TRANSCRIPT
Yesterday, in a 6–3 decision, the Supreme Court ruled employers cannot fire employees for being gay or transgender.
The decision, Bostock v. Clayton County, incorporates three separate cases where individuals were fired after revealing to their employers they were gay or transgender.
Trump-appointed judge Neil Gorsuch and Bush-appointed judge John Roberts sided with liberal judges, with Gorsuch writing, "An employer who fires an individual for being homosexual or transgender fires that person for traits or actions it would not have questioned in members of a different sex."

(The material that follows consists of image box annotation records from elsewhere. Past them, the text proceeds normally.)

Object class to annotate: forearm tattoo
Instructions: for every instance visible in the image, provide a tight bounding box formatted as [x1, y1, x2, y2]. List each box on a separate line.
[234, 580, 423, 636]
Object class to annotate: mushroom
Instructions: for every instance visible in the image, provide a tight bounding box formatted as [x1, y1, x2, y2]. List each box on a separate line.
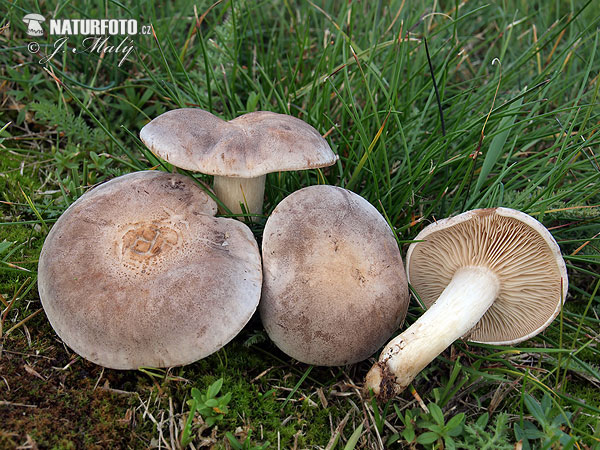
[365, 208, 568, 400]
[140, 108, 338, 219]
[259, 185, 408, 366]
[23, 14, 46, 36]
[38, 171, 262, 369]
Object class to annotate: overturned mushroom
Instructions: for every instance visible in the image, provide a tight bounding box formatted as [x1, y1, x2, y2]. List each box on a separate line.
[38, 171, 262, 369]
[365, 208, 568, 400]
[259, 186, 408, 366]
[140, 108, 338, 215]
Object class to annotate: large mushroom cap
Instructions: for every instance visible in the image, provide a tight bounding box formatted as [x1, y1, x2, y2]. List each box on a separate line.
[406, 208, 568, 344]
[38, 171, 262, 369]
[259, 186, 408, 366]
[140, 108, 337, 178]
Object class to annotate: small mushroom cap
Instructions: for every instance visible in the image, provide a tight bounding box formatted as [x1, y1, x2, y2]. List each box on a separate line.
[259, 186, 408, 366]
[140, 108, 338, 178]
[406, 208, 568, 345]
[23, 13, 46, 23]
[38, 171, 262, 369]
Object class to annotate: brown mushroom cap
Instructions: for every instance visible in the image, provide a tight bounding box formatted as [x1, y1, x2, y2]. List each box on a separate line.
[406, 208, 568, 344]
[140, 108, 338, 178]
[38, 171, 262, 369]
[259, 186, 408, 366]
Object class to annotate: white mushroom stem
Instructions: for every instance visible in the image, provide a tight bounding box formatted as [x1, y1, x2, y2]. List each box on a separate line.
[365, 267, 500, 401]
[214, 175, 267, 219]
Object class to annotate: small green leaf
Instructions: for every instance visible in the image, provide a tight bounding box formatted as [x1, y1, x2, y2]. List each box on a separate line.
[429, 403, 444, 426]
[344, 423, 363, 450]
[206, 378, 223, 398]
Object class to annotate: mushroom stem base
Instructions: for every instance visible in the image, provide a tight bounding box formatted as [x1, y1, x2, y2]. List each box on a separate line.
[365, 267, 500, 401]
[214, 175, 266, 219]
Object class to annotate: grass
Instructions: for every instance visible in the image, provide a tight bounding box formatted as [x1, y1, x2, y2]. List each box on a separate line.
[0, 0, 600, 448]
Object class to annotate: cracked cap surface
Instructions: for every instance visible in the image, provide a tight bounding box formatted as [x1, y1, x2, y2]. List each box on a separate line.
[38, 171, 262, 369]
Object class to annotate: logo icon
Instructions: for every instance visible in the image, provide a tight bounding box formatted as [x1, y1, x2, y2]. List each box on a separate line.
[23, 14, 46, 36]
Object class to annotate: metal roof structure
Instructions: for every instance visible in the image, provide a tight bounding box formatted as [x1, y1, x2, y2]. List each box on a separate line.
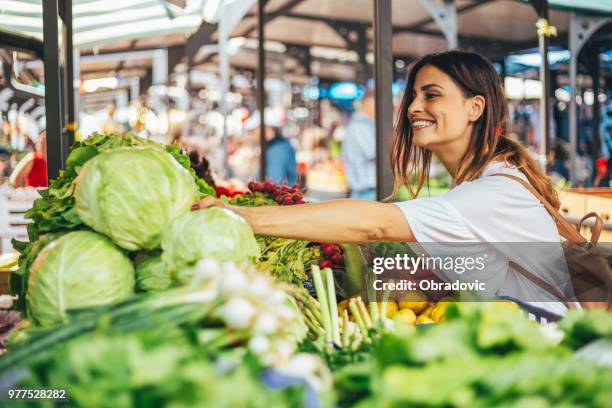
[0, 0, 612, 80]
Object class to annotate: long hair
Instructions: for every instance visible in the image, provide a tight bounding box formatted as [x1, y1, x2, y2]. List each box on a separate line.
[391, 50, 559, 208]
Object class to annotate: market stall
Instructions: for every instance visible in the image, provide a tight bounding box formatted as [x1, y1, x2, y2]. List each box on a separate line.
[0, 135, 612, 407]
[0, 0, 612, 408]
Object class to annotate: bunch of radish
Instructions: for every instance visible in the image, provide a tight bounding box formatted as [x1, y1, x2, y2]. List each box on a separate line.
[248, 180, 304, 205]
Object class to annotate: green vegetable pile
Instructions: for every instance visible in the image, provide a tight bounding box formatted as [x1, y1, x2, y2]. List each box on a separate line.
[26, 134, 215, 242]
[335, 303, 612, 407]
[10, 134, 225, 326]
[27, 231, 134, 326]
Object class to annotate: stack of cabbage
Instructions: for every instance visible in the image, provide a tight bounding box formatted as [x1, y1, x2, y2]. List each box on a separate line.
[11, 135, 259, 325]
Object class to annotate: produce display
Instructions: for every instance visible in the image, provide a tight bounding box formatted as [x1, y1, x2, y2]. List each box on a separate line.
[0, 135, 612, 408]
[27, 231, 134, 326]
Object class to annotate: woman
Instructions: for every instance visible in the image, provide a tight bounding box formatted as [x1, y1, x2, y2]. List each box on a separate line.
[194, 51, 566, 312]
[9, 131, 48, 188]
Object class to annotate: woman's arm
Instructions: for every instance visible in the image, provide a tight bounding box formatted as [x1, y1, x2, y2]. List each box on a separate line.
[9, 153, 34, 188]
[194, 197, 415, 243]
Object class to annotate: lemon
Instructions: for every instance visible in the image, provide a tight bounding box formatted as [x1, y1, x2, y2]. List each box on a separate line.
[420, 303, 436, 317]
[399, 291, 429, 313]
[429, 302, 448, 322]
[416, 315, 435, 324]
[376, 300, 399, 318]
[393, 309, 416, 326]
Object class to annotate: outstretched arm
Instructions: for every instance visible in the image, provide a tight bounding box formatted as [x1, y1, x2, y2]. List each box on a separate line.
[191, 197, 415, 243]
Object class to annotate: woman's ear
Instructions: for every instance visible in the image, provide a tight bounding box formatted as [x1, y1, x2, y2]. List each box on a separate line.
[468, 95, 486, 122]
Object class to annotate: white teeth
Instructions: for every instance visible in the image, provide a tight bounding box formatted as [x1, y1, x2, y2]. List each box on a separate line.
[412, 120, 436, 129]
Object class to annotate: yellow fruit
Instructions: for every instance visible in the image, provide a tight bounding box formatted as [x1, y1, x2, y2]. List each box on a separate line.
[393, 309, 416, 326]
[370, 300, 399, 318]
[420, 303, 436, 317]
[429, 303, 448, 322]
[387, 301, 399, 318]
[399, 291, 429, 313]
[416, 315, 435, 324]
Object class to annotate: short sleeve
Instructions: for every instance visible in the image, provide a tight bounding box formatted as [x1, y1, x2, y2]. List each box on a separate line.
[395, 197, 477, 242]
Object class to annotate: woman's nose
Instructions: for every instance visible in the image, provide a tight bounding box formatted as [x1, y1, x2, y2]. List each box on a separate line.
[408, 98, 423, 116]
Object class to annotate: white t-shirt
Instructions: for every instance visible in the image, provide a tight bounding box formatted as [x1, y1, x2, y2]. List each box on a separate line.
[396, 162, 569, 314]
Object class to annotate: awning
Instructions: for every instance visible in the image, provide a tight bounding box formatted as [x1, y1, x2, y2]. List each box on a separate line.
[0, 0, 220, 48]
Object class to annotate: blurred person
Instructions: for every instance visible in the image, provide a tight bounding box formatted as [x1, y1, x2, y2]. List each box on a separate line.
[244, 108, 297, 185]
[0, 145, 11, 184]
[342, 90, 376, 200]
[9, 131, 48, 187]
[197, 50, 572, 315]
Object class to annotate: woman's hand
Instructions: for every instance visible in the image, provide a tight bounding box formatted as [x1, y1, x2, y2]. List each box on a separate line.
[191, 196, 232, 211]
[192, 197, 415, 243]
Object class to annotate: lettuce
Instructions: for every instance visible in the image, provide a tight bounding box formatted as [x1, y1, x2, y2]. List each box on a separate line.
[27, 231, 134, 326]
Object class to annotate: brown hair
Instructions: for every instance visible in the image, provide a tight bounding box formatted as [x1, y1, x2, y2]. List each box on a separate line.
[391, 50, 559, 208]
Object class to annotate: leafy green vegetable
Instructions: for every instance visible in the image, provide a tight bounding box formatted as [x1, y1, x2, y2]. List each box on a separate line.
[74, 147, 197, 251]
[20, 133, 215, 245]
[27, 231, 134, 326]
[11, 328, 303, 408]
[136, 253, 173, 292]
[9, 231, 65, 311]
[161, 208, 259, 282]
[559, 310, 612, 349]
[335, 303, 612, 407]
[257, 236, 321, 286]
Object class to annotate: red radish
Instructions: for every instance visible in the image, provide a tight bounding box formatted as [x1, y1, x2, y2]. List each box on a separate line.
[321, 244, 335, 256]
[262, 180, 276, 193]
[215, 186, 230, 197]
[319, 259, 332, 268]
[330, 253, 342, 265]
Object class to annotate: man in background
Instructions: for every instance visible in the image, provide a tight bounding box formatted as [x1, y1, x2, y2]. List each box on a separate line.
[244, 108, 297, 185]
[342, 90, 376, 200]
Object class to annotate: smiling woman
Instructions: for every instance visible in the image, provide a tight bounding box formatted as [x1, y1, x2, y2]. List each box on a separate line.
[194, 51, 567, 313]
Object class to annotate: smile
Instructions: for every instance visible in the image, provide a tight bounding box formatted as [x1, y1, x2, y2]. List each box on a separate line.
[412, 120, 436, 129]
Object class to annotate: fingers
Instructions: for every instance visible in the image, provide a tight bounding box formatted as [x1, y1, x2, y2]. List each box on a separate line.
[191, 196, 223, 211]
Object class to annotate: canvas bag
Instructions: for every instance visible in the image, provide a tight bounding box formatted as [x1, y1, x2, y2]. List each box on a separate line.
[493, 173, 612, 310]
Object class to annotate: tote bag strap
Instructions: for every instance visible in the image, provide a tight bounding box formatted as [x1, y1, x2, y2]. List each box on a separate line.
[492, 173, 588, 243]
[493, 173, 587, 308]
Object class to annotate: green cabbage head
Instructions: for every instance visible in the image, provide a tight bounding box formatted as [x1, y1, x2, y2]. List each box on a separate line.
[27, 231, 134, 326]
[161, 208, 259, 280]
[136, 253, 173, 292]
[75, 147, 198, 251]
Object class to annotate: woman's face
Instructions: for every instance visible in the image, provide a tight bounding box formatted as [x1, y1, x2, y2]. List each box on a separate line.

The ruling redefines part of the Civil Rights Act of 1964, which outlaws discrimination based on race, color, religion, sex or national origin.
Gorsuch was President Trump's first Supreme Court appointee and was opposed by Democrat senators fearing he would endorse conservative-leaning judgments, but this time conservatives are on the offensive, including fellow Supreme Court justices Samuel Alito, Clarence Thomas and Brett Kavanaugh.
Alito slammed the decision, calling it "a brazen abuse of our authority."
He noted that in 1964, the law's writers understood sex to be "the genetic and anatomical characteristics that men and women have at the time of birth" — that "gender expression" was a foreign idea and never even remotely intended by legislators.
Daniel Horowitz, senior editor at the Conservative Review, laments: "In Roe, they redefined life. On Obergefell, they redefined marriage. In Bostock, they redefined sexuality."
And now, the question remains as to whether churches and religious institutions will have to follow suit. For the moment, it's unclear.